# 1989 Maxima Radiator Replacement??



## shot (Jan 9, 2006)

*Hello to all and thanks in advance for your comments and assistance. * 

I'm about to do a radiator replacement on a 
1989 Maxima 6-cyl/automatic.

I've done six or seven radiator jobs before, but they were all on older Volvos with no electric fans or sensors, just two simple hoses and a few brackets. 

So, before I start the most complex radiator job I have ever tried, does anyone have instructions? Or common problems to avoid? Are there any weak connections or common mistakes I need to know about???

What about special tools? I have all the basic tools....will I need anything special?

Looking down into the car, it looks like I can handle this job, but I figured I ask some people who know Nissans better than me before I started.....

Images of the job in progress? Links to step by step repairs?
Any info you have would be most welcome. 

THANK YOU VERY MUCH, 
shot


----------



## bdg (Jan 9, 2006)

*It's not too difficult*

Shot,
I replaced the radiator in my 1993 GXE a year or so ago and it really wasn't hard at all. Once you unbolt the electric fan assembly (I think it's only 4 bolts) and pull it up out, it's simple. Just four hoses (2 for cooland, 2 for auto trans cooler) and the top bracket holding the radiator in at the top and it's out. New one just drops right in. You may need to remove the large plastic air pipe leading from the air filter box to the throttle body to get better access to the fan assembly, but that is easy to do also. Just a big clamp at each end of the pipe. 

Sorry, I didn't take pics because it was so simple.
Send me an email if you have any trouble.


----------



## shot (Jan 9, 2006)

Hey BDG, 
Thanks so much for the confidence boosting reply!


*OTHER COMMENTS or links are still welcome...........thanks to everyone. * 

-shot-


----------



## nismosleeper (Jan 16, 2005)

shot said:


> Hey BDG,
> Thanks so much for the confidence boosting reply!
> 
> 
> ...


10mm socket, ratchet; unplug electric stuff, drain and disconnect two hoses, lift.


----------



## shot (Jan 9, 2006)

nismosleeper said:


> 10mm socket, ratchet; unplug electric stuff, drain and disconnect two hoses, lift.


OK, removal seems easy..... thanks nismosleeper. :thumbup: 

What about post-installation issues?

For example, can an air pocket get into the coolant system as the new radiator is being installed? 

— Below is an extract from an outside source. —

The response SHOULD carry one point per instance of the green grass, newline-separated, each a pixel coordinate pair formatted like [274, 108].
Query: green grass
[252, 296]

After the installation is complete, do you have to run the car to pressurize the system and take another step to properly purge the air from the system to achieve proper coolant flow thru the radiator?

Thanks again!


----------



## nismosleeper (Jan 16, 2005)

shot said:


> OK, removal seems easy..... thanks nismosleeper. :thumbup:
> 
> What about post-installation issues?
> 
> ...


Jack it up in the air a bit,add antifreeze, run the car, add antifreeze, repeat as needed.


----------



## internetautomart (Mar 8, 2004)

nismosleeper said:


> Jack it up in the air a bit,add antifreeze, run the car, add antifreeze, repeat as needed.


a bit?
try 39 f-in' inches according to the TSB


----------



## bdg (Jan 9, 2006)

internetautomart said:


> a bit?
> try 39 f-in' inches according to the TSB


Shot,
FWIW I didn't jack my car up at all when I filled the system after installing my new radiator. I didn't even know there was a TSB on the subject. I just did it the old fashioned way: 
1. Took off the cap, 
2. Filled the radiator full with a 50/50 mix of coolant and distilled water, 
3. Once full, I squeezed the upper and lower hoses to draw coolant into the engine and refilled the radiator. 
4. Once I got as much coolant into the system at it would take this way, I turned on the car (still leaving the rad cap off) and added more coolant little by little as the level dropped. 
5. I kept this up until the engine warmed up and then added more once the thermostat opened. 
6. Once I had added all I could, I shut off the car, put the cap on the radiator, and let it cool down. 

That's it. Oh, I did clean all of the old crud out of the coolant overflow tank first so that when new coolant vented into it the old stuff wouldn't contaminate it. 

I've had no problems since I did it. Good luck.


----------